High school seniors who hold jobs on the side spend most of their money on personal expenses, according to the annual Monitoring the Future study, which tracked 49,000 seniors from 1981 through 2011. Throughout the 30 years of the study, the majority of students spent at least half their pay on items like clothes, music, and eating out, according to a Feb. 8 story on Michigan Radio. But ISR researcher Jerald Bachman said kids today are spending less money on cars. “Kids are just more connected electronically,” Bachman said. “So they don’t have to travel around as much in cars. And their parents are a bit more likely to chauffeur them around than they were in earlier decades.” Over the life of the study, only about 17 percent of 12th-graders have used at least half their pay for college savings. Bachman did note one significant change in the responses: Fifty-nine percent of high school seniors worked in 2010, down from about 75 percent just nine years earlier. “I don’t think it’s primarily because teens have lost interest in jobs,” he said. “I think it’s primarily because jobs are just not available.”
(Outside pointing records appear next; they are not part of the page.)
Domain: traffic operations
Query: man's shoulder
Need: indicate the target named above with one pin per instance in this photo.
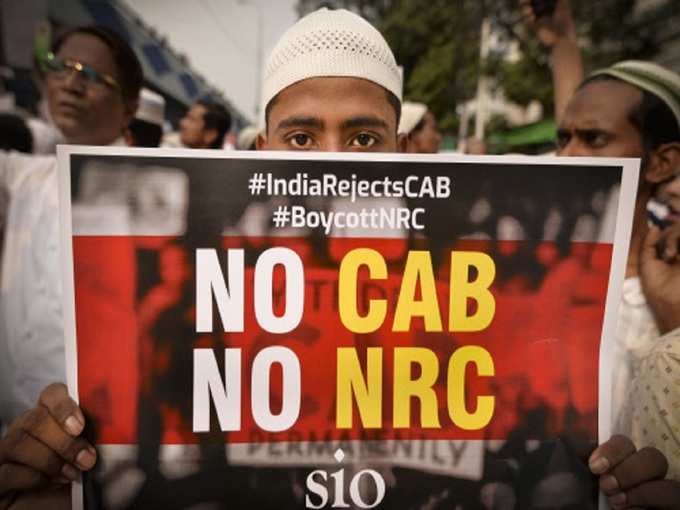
(18, 168)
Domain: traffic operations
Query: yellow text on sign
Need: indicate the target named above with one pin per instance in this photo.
(366, 391)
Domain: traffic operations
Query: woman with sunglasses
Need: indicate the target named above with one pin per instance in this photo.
(92, 80)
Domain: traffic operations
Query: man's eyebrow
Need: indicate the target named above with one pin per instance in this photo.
(364, 121)
(298, 121)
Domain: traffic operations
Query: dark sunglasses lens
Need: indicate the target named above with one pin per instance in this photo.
(54, 64)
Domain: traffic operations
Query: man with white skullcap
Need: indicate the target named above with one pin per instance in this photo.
(328, 85)
(332, 84)
(420, 127)
(632, 109)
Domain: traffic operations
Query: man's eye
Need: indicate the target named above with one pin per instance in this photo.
(363, 140)
(300, 141)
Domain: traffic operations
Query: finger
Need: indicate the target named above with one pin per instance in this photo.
(15, 477)
(610, 453)
(22, 448)
(41, 425)
(64, 409)
(643, 466)
(659, 494)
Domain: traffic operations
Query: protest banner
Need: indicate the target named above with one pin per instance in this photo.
(288, 330)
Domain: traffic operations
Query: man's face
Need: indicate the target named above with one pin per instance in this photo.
(332, 115)
(596, 122)
(192, 132)
(88, 112)
(428, 139)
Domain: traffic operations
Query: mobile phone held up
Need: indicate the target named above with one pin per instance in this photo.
(543, 8)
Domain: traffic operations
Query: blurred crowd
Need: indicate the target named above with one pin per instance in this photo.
(94, 94)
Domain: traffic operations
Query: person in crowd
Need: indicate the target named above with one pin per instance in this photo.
(15, 134)
(291, 125)
(93, 82)
(420, 128)
(475, 146)
(246, 138)
(146, 128)
(205, 125)
(631, 109)
(309, 106)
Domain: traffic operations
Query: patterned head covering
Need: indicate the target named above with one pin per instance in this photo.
(650, 77)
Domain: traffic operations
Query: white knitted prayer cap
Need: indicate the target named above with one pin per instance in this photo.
(330, 43)
(411, 115)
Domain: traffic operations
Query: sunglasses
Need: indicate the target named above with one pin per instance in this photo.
(61, 68)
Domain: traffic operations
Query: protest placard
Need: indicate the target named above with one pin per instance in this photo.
(286, 330)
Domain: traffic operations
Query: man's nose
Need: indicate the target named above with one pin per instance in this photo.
(572, 149)
(332, 144)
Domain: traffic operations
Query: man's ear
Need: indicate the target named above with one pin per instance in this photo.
(261, 141)
(663, 163)
(402, 143)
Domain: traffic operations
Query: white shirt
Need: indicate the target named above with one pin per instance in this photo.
(635, 337)
(31, 322)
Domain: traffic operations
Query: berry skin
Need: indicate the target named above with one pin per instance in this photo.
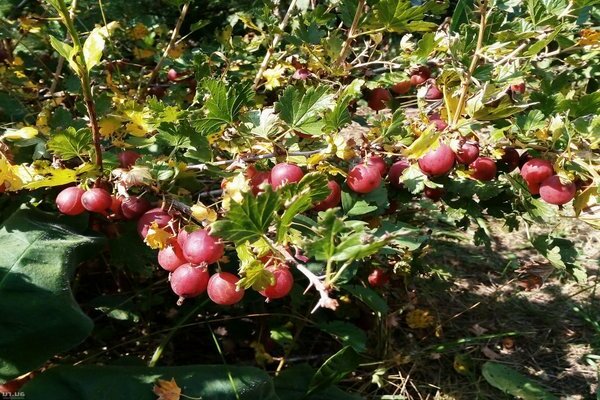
(128, 158)
(378, 278)
(483, 169)
(395, 173)
(378, 163)
(553, 191)
(171, 257)
(68, 201)
(132, 207)
(364, 178)
(200, 247)
(509, 160)
(377, 99)
(158, 215)
(189, 281)
(420, 76)
(518, 88)
(96, 200)
(433, 194)
(222, 289)
(536, 170)
(285, 173)
(433, 93)
(402, 87)
(172, 75)
(284, 280)
(437, 162)
(467, 153)
(332, 200)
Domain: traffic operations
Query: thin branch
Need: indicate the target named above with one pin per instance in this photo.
(271, 49)
(182, 15)
(202, 167)
(348, 43)
(467, 79)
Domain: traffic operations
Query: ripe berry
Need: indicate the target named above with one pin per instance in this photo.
(434, 194)
(189, 281)
(200, 247)
(172, 75)
(536, 170)
(171, 256)
(378, 163)
(440, 124)
(378, 278)
(518, 88)
(402, 87)
(158, 215)
(284, 280)
(68, 201)
(132, 207)
(364, 178)
(509, 160)
(483, 169)
(420, 76)
(377, 99)
(332, 200)
(467, 153)
(222, 289)
(433, 93)
(285, 173)
(396, 171)
(553, 191)
(128, 158)
(437, 162)
(96, 200)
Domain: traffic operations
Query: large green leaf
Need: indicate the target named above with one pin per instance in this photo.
(129, 383)
(38, 315)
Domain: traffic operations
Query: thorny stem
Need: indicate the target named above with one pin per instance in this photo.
(325, 301)
(84, 76)
(467, 79)
(182, 15)
(271, 49)
(348, 43)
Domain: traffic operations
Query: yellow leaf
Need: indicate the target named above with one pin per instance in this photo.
(26, 132)
(158, 237)
(203, 213)
(419, 319)
(427, 141)
(167, 390)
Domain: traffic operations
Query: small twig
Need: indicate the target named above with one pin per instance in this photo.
(202, 167)
(325, 301)
(182, 15)
(348, 43)
(467, 79)
(271, 49)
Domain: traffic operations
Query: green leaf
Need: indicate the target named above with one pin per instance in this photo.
(310, 190)
(250, 220)
(334, 369)
(223, 105)
(514, 383)
(368, 296)
(39, 317)
(71, 143)
(301, 111)
(400, 16)
(292, 383)
(127, 383)
(349, 334)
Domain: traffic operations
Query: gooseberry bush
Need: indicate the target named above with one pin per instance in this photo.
(306, 152)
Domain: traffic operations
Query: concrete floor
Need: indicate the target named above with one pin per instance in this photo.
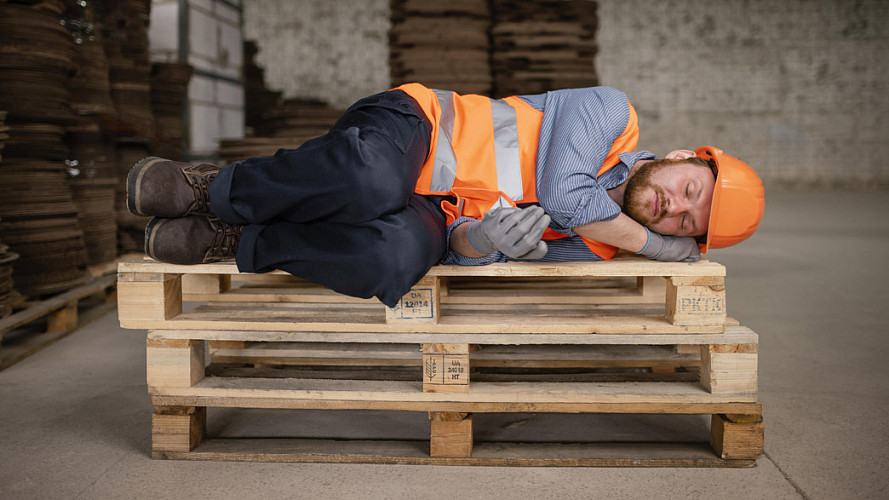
(75, 417)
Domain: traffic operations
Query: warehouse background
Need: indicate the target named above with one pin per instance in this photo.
(87, 88)
(796, 88)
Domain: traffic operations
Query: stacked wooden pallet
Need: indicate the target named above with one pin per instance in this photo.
(543, 45)
(39, 218)
(460, 343)
(441, 44)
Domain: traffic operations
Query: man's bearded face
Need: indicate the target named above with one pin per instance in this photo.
(671, 196)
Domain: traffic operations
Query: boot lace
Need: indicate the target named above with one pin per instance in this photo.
(225, 241)
(199, 178)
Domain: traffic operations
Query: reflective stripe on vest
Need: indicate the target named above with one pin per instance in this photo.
(509, 148)
(506, 148)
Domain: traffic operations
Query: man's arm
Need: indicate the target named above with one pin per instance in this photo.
(624, 232)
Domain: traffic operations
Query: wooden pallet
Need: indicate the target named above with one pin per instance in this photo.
(464, 341)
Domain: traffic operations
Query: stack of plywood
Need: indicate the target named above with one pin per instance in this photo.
(39, 218)
(6, 256)
(544, 45)
(90, 160)
(125, 37)
(443, 45)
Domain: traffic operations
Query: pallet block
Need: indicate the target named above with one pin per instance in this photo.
(468, 338)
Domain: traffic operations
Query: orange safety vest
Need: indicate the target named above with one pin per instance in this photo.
(484, 153)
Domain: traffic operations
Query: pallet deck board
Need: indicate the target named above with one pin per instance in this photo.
(733, 335)
(483, 454)
(628, 336)
(292, 393)
(622, 266)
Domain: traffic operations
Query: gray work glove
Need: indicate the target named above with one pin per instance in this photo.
(671, 248)
(514, 231)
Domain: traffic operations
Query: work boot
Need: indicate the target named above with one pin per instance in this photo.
(167, 188)
(194, 239)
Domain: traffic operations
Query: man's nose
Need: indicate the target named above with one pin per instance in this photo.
(676, 206)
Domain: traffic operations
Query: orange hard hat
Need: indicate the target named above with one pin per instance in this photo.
(738, 200)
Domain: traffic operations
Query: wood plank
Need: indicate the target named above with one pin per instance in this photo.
(623, 265)
(450, 434)
(269, 320)
(484, 454)
(171, 365)
(177, 429)
(733, 335)
(741, 439)
(539, 356)
(360, 394)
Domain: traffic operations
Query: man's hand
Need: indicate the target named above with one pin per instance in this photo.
(671, 248)
(514, 231)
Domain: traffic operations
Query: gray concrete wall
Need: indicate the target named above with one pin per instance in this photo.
(798, 88)
(333, 50)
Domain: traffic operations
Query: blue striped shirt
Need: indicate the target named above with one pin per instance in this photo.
(578, 129)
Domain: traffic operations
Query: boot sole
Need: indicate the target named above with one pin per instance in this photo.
(133, 181)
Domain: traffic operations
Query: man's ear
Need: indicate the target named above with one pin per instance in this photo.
(680, 154)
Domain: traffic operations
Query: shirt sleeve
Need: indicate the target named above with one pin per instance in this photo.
(578, 129)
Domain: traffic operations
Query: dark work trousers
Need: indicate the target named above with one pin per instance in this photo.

Baby boomer parents tend to believe that their relationships with their adult children are much closer than their own relationships with their parents were at the same age. But research is showing this usually isn’t the case. According to a Jan. 20 article in Psychology Today, parents in their 50s have a developmental stake in seeing relationships with their kids as close and nurturing. But their children are likely to report the same kinds of parental aggravations that the baby boomers once griped about with their own parents. The article cited recent work by ISR researcher Kira Birditt, who, along with colleagues, interviewed 158 Philadelphia families. The adult children most often complained about relationship tensions that arose from parents seeking too much control or contact in their lives. Parents, by contrast, tended to point to the individual failings of their kids, such as bad job and financial choices. Mothers, the study found, were most annoying to their children. “Children feel their mothers make more demands for closeness, and they are generally more intrusive than fathers,” the report noted.